Ein genauerer Blick auf die drei genannten Firmen liefert wertvolle Erkenntnisse über die Arbeitsweise der US-Kleptokratie. In allen drei Firmen hält Donald Trump Aktienanteile: Chevron, Halliburton und Schlumberger (lest diesen Satz bitte noch einmal). Die drei Hauptprofiteure der Trumpschen Sanktionspolitik werden künftig enorme Gewinne einstreichen – und damit auch die Privatschatulle des US-Präsidenten füllen. Bereits im Präsidentschaftswahlkampf kündigte Trump an, er wolle die USA wie einen Konzern führen – das war damit gemeint.
Doch war im Wahlkampf 2016 noch Hillary Clinton die Kandidatin, die die mit Abstand üppigsten Spenden von Chevron erhielt, überreichte der Öl-Multi Donald Trump zu seiner Amtseinführung 2017 einen Scheck in Höhe von 525.000 US-Dollar und fährt dafür nun die Rendite ein (auch die sich durch Trumps Sanktionen einer feindlichen Übernahme ausgesetzten PDVSA-Tochter Citgo schenkte Trump eine halbe Million Dollar).
Neben dem größten Öldienstleister der Welt, Schlumberger – der ebenso wie Chevron Connections zu Demokraten und Republikanern pflegt – offenbart insbesondere die Aufnahme von Halliburton in die illustre Liste der drei Profiteure den Fakt, dass sich die US-amerikanische Kleptokratie (die „Herrschaft der Diebe“ also) über Ideologie- und Parteigrenzen hinweg organisiert.

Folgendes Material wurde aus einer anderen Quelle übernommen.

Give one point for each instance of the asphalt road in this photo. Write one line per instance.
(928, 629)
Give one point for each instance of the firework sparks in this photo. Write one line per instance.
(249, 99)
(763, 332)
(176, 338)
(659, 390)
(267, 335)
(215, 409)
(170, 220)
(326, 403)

Der Öldienstleister war einer der Hauptprofiteure der illegalen Irak-Invasion 2003 und erhielt in diesem Zuge ohne Ausschreibungen öffentliche Milliarden-Aufträge im vernichteten Irak. Der damalige US-Vizepräsident Dick Cheney war lange CEO des Konzerns, auch ist die Bush-Dynastie selbst eng mit ihm verwoben – jene Bushs, Mitglieder des „Never Trump“-Camps, die sich aktuell als größte Kritiker des Despoten Trump in Szene setzen und so, äußerst erfolgreich, ihr Image als Kriegsverbrecher und Massenmörder loszuwerden versuchen.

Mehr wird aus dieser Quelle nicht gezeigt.